As The Associated Press reports, Schilling and other former executives at 38 Studios have agreed to pay $2.5 million to the state of Rhode Island to settle outstanding claims of defrauding the state out of $75 million in loans.
The case dates back to 2012, shortly after 38 Studios laid off all of its 379 staffers and declared bankruptcy.
Though 38’s first game, Kingdoms of Amalur, sold a respectable 1.3 million copies in its first 90 days, the company’s financial resources were reportedly drained by work on an ambitious RPG project, codenamed Copernicus, which never saw the light of day (save for this teaser trailer released just before the company’s bankruptcy).
The Rhode Island government floated $75 million in bonds to provide loan guarantees that convinced 38 Studios to move from its base in Massachusetts.
After the bankruptcy, though, the Rhode Island Economic Development Corporation argued in its lawsuit that the company had used false financial projections and misleading statements to obscure the fact that the company was “destined to fail according to 38 Studios’ own financial projections.”
Now, the state is agreeing to just $2.5 million in settlement, saying that this is a “highly unusual case” in which it “makes no economic sense whatsoever” to continue going after the defendants.
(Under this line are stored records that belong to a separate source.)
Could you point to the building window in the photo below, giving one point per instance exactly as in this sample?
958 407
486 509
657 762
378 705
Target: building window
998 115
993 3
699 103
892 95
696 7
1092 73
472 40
That’s not too surprising, considering that Schilling previously said he was “tapped out” after 38 Studios’ failure, and 2012 bankruptcy filings showed the company with $150 million in debt and just $22 million in assets.
Still, it leaves Rhode Island taxpayers on the hook for $28.2 million worth of bonds after accounting for other settlements related to the case (most notably with the banks backing the bonds).
Schilling has consistently denied wrongdoing in the case, saying that he was expecting additional tax credits and an extension on his loan payments from the state to keep the company afloat.
An expected publishing deal for an Amalur sequel also fell through before it could help 38 Studios limp along for a bit longer.
Schilling says he lost his entire savings of $50 million in the debacle, though the state has disputed that claim.
All told, it’s an ignoble end to the story of a former baseball pitcher who retired only to chase his dream of video game development stardom.
And without 38 Studios to worry about, Schilling has had more time to spend doxing those who threaten his family online.